Personal information
- Full name: Brian Cordy
- Born: 14 January 1961 (age 65)
- Original team: Traralgon (LVFL)
- Height: 183 cm (6 ft 0 in)
- Weight: 80 kg (176 lb)

Playing career^{1}
- Years: Club / Games (Goals)
- 1981–1988: Footscray / 124 (18)
- 1989: West Adelaide / 023 (23)
- Total:  / 147 (41)
- ^{1} Playing statistics correct to the end of 1989.

= Brian Cordy =

Australian rules footballer

Brian Cordy (born 14 January 1961) is a former Australian rules footballer who played in the Victorian Football League (VFL) between 1981 and 1988 for the Footscray Football Club.
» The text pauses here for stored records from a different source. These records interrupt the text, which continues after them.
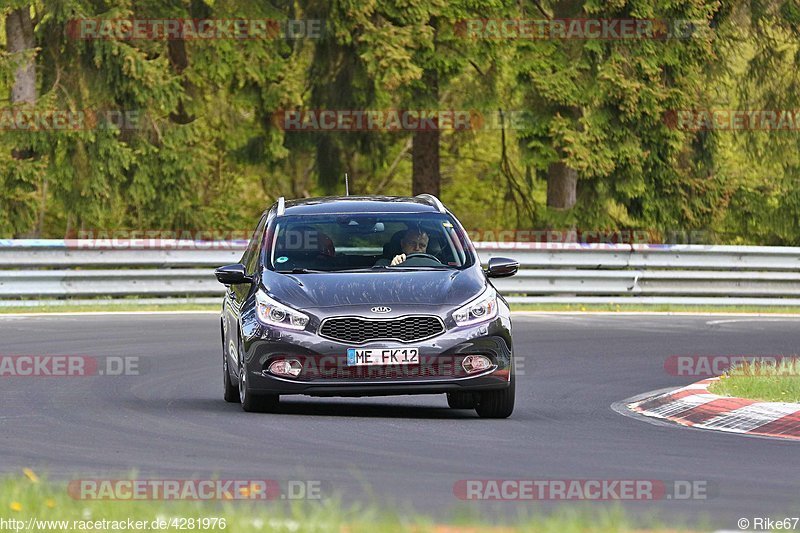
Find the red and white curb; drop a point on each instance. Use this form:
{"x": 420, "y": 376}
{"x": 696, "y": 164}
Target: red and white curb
{"x": 694, "y": 406}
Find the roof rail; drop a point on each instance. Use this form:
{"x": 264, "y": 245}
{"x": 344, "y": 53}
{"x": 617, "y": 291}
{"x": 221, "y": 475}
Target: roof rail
{"x": 431, "y": 199}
Recruited from La Trobe Valley Football League (LVFL) club Traralgon, Cordy played 124 games and kicked 18 goals, including all 25 games in 1985, one of Footscray's more successful seasons. He played his final game in 1988 against Hawthorn in Round 14.

Cordy transferred to South Australian National Football League (SANFL) club West Adelaide in 1989.

His older brother Neil and younger brother Graeme played alongside Brian for Footscray. His sons Ayce and Zaine were drafted in 2008 and 2014, respectively, by the Bulldogs under the father–son rule.